In a London backstreet workshop, artisans craft ‘world’s finest’ globes

In 2008, Peter Bellerby set out to buy his father a high quality handmade globe as an 80th birthday present.

When he could not find one, the Briton decided to make it himself – and, in the process, catapulted himself into a new profession.

Just over a decade later, his company Bellerby and Co claims to be the finest globemaker in the world, selling tailor-made products to an array of international buyers.

They include heads of state and big companies as well as everyday people wanting to mark a special occasion.

“There’s no one really making bespoke globes like this, with the involvement we have with customers,” Bellerby said, during a tour of his 370 square metre manufacturing studio on a quiet London backstreet.

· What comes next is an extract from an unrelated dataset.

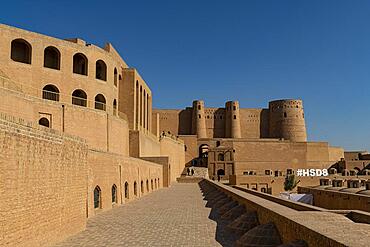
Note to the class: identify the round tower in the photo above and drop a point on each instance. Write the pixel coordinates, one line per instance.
(287, 120)
(232, 120)
(199, 119)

It was littered with half-finished globes as his team of two dozen illustrators, painters, cartographers, constructors, engravers and woodworkers toiled beneath strips of paper drying on washing lines overhead.

“It’s not a career you ever think about,” the 54-year-old said.

“I’m really proud of where we’ve got to.”

The scale of the operation contrasts with its humble beginnings when Bellerby, an ex-property developer among other former professions, began making just a handful of globes each year in a small shop around the corner.

Now the business turns out around 600 globes annually – some destined to sit in grand mansions and aboard yachts.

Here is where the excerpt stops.